Corriere del Mezzogiorno (Campania)
Lo stocco arrecanato, un piatto da Principe
Gian Marco Carli: «Racconta la tradizione vesuviana» IN CUCINA SI RIPARTE
Gian Marco Carli riaprirà «Il Principe», gestito con successo per tre decenni a Pompei dal padre Marco e dalla mamma Pina, giovedì prossimo, 28 maggio.
È più forte la voglia di riprendere o la paura di fare un salto nel vuoto?
«Le rispondo da chef e da imprenditore. Lo chef ha tanta voglia di tornare al lavoro, l’imprenditore analizza i numeri. I turisti che rappresentano il 50 per cento del fatturato sono spariti. Il catering e i banchetti che rappresentano il 30 pure sono fermi. Per il momento potremo contare solo sui clienti locali».
Pompei è una realtà molto particolare.
«Sì, è una macchina tarata per reggere l’urto di 6 milioni di presenza all’anno. Ospita circa 400 attività di somministrazione, tra bar, ristoranti e pizzerie. Il mio mercato di riferimento è dunque saturo per eccesso di offerta di fronte a una drastica contrazione della domanda».
Cosa cambierà?
«Continueremo per la nostra strada, cercando, menu dopo menu, di aggiungere un tassello in più. In quello nuovo riprendo il filone della cucina degli antichi romani, caro ai miei genitori. Aggiungerò un piatto di 2 mila anni fa.
Ci anticipa di che si tratta?
«Lagane di farro con ceci di Cicerale in più consistenze, limone nero fermentato, salsa alle ortiche e chiodi di garofano».
I romani usavano il limone fermentato?
«In realtà è stato acquisito dalla romanità durante le guerre contro i Parti. Originariamente
era infatti utilizzato nell'antica Persia».
Una riflessione maturata nei giorni della clausura?
«Proiettandomi in un futuro non prossimo, ma neanche troppo lontano, immagino di varare una settimana lavorativa corta per ridurre lo stress. Gli Scandinavi lo hanno già capito».
Corta quanto?
«Cinque giorni a settimana potrebbero rappresentare già un buon equilibrio. Ma se ne parlerà in seguito. Quello che è successo ci impone ora di non mollare il ponte di comando nemmeno per un giorno».
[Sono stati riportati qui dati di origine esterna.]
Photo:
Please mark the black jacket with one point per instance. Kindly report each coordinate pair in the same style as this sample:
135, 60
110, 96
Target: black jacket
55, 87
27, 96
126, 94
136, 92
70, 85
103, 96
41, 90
Come definirebbe la sua cucina?
«Genuina, spontanea, estremamente legata alla tradizione. Anche istintiva. Spesso elaboro in mente mia abbinamenti che poi trasferisco nella pratica: dall’universale al particolare»
Vantaggi e svantaggi di essere figli d’arte?
«Sicuramente avere un pregresso importante aiuta. D’altro canto, non riesci sempre a giocare in scioltezza».
La lezione dei genitori? «La perseveranza».
Cosa sceglie quando va al ristorante?
«Non avendo particolari prevenzioni o intolleranze, ai colleghi mi affido totalmente. In un locale che non è di un amico cerco di scegliere quello che io non cucino».
I tuoi maestri?
«Oltre ai miei, fondamentale nella mia formazione è stato Alfonso Iaccarino». Cosa ricorda di Veronelli? «Non ho ricordi nitidi. Quando lui veniva al Principe io ero veramente un bambino. Ma mio padre me lo ha sempre descritto come persona onesta e piena di sapere».
Il piatto per i lettori?
«Lo stoccafisso arrecanato, un piatto di famiglia, rappresentativo dell’intera area vesuviana. Personalmente sono tomato addicted (dipendente dal pomodoro, ndr)».